President Liz Magill has come under increasing pressure from Penn's Jewish student and alumni community since her testimony this week before a congressional committee on antisemitism. At the hearing, she declined to say definitively that a person calling for the genocide of Jews would violate Penn's code of conduct related to bullying and harassment.

The Oct. 7 attack on Israel by the Islamist militant group Hamas and Israel's massive counterattack on Gaza have claimed thousands of lives and turned U.S. college campuses into hotbeds of protest.

University leaders - especially Magill and Harvard President Claudine Gay, who testified at the same hearing this week in Congress - have come under fire from the Jewish communities and others at their schools who believe they have not done enough to stand up against antisemitism.

Many pro-Palestinian groups on college campuses are also outraged at what they believe has been a lack of support from school leadership for their cause, and a lack of consequences for Islamophobic rhetoric.

The undated letter from Wharton's Board of Advisors, first obtained by Penn's student newspaper and published by Axios on Thursday, called on the university's Board of Trustees and Magill to initiate a change in leadership.

"As a result of the University leadership's stated beliefs and collective failure to act, our Board respectfully suggests to you and the Board of Trustees that the University requires new leadership with immediate effect," the letter said.

Wharton's Board of Advisors is led by the billionaire CEO of Apollo Global Management, Marc Rowan, who gave $50 million to Wharton in 2018 and has urged donors to refrain from giving to the school until Magill and the Board of Trustees chair resign, according to media reports.

Wharton, founded in 1881, is the world's oldest collegiate business school.

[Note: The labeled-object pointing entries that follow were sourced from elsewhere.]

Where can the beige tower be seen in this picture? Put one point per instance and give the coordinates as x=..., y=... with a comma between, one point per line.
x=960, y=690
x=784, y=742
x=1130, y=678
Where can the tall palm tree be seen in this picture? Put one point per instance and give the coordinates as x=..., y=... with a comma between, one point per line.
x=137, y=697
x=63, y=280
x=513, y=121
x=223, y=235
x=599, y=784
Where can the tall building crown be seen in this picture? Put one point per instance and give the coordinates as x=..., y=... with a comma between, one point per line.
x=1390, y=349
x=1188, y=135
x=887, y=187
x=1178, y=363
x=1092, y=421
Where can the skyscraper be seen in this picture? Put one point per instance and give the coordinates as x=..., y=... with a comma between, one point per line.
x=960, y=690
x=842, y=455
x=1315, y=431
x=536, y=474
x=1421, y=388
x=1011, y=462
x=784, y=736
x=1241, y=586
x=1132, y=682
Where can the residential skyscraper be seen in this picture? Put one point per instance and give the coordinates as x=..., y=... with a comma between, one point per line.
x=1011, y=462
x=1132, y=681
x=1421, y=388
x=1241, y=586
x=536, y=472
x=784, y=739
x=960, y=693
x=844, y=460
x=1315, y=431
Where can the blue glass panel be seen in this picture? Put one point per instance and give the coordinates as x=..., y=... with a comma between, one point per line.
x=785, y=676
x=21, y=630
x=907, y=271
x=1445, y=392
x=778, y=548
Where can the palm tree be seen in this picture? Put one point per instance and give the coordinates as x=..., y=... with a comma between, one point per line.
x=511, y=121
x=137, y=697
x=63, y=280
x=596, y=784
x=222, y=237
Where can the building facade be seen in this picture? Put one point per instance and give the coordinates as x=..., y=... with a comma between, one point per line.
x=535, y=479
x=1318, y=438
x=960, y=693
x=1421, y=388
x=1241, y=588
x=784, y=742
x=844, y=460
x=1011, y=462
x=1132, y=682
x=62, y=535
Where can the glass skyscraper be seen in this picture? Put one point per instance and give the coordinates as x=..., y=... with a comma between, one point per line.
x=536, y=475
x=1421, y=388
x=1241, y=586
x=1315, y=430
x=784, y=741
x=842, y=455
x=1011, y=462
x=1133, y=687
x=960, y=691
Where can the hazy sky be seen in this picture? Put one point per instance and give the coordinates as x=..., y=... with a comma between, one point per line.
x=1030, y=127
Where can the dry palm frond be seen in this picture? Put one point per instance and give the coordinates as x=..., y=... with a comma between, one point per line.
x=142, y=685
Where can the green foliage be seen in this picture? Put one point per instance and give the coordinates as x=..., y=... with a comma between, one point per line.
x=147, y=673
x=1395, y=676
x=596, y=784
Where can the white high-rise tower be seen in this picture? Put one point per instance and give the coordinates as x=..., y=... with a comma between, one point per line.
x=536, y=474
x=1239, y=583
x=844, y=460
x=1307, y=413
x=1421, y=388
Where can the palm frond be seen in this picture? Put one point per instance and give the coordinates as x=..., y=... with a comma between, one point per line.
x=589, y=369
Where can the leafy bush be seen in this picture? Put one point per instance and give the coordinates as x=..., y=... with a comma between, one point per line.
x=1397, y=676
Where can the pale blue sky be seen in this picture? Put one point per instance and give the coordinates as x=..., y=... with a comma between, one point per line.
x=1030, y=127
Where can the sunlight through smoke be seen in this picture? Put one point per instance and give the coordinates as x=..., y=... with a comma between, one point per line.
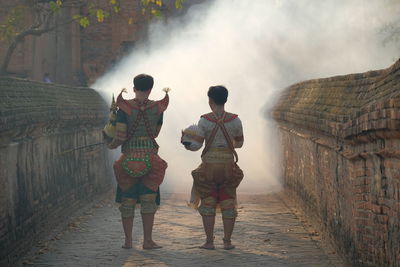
x=255, y=48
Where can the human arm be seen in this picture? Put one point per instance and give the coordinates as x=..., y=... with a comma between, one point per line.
x=238, y=138
x=120, y=134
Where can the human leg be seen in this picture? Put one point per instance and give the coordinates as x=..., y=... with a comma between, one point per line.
x=208, y=224
x=127, y=209
x=229, y=214
x=148, y=209
x=207, y=212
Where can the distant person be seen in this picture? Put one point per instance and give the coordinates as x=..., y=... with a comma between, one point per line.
x=216, y=179
x=139, y=171
x=46, y=78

The list of its notable graduates include Tesla founder Elon Musk, investor Ronald Perelman and former U.S. President Donald Trump.

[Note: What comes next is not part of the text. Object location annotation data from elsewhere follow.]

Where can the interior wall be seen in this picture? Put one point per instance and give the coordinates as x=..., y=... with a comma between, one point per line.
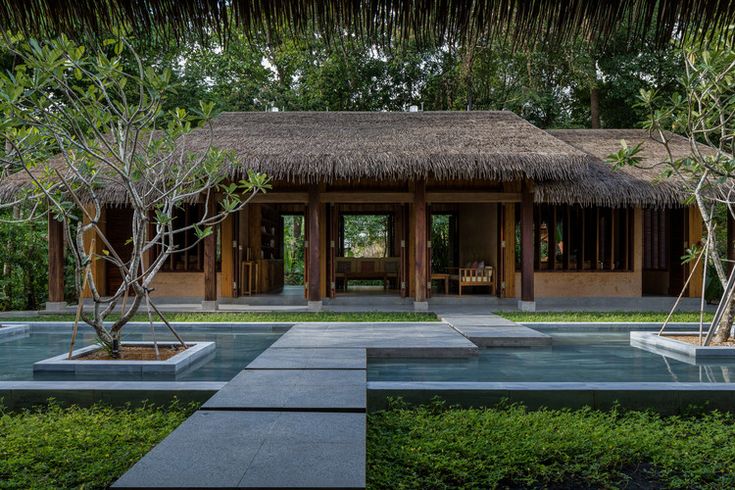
x=478, y=234
x=182, y=284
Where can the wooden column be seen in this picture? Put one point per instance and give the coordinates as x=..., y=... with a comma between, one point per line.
x=527, y=252
x=210, y=259
x=228, y=244
x=55, y=260
x=99, y=273
x=695, y=234
x=313, y=219
x=419, y=222
x=509, y=251
x=730, y=241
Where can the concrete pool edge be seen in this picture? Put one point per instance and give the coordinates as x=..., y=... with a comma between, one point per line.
x=195, y=352
x=16, y=395
x=662, y=397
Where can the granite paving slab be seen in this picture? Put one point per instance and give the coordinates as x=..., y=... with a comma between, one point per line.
x=286, y=358
x=511, y=336
x=400, y=340
x=216, y=449
x=488, y=319
x=330, y=390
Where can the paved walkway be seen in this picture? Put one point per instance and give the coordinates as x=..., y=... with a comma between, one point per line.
x=296, y=416
x=488, y=330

CODE OF CONDUCT VIOLATION?

At Tuesday's congressional committee hearing, Republican Representative Elise Stefanik of New York grilled Magill, Gay and Massachusetts Institute of Technology President Sally Kornbluth about whether calling for the genocide of Jews violated their schools' rules or code of conduct regarding bullying and harassment.

"If the speech turns into conduct, it can be harassment," Magill replied. "If it is directed and severe and pervasive, it is harassment."

Kornbluth and Gay gave similar answers, each declining to give a simple "yes" or "no" to the question posed by Stefanik.

In a video statement posted online after the hearing, Magill said she should have focused more on the "evil" of advocating genocide, instead of framing the matter as an issue of free speech in line with the U.S. Constitution and traditions of on-campus debate.

"I want to be clear. A call for genocide of Jewish people is threatening, deeply so," Magill said.

In its letter, the Wharton board requested the university amend its policies to reflect that students "will not celebrate or advocate for the murder, killing, genocide, or annihilation of any individual classmate or any group of individuals in our community."

Gay apologized for her remarks at the hearing in an interview with Harvard's student newspaper on Thursday.

"I got caught up in what had become, at that point, an extended, combative exchange about policies and procedures," she told the newspaper.

"What I should have had the presence of mind to do in that moment was return to my guiding truth, which is that calls for violence against our Jewish community -- threats to our Jewish students -- have no place at Harvard, and will never go unchallenged."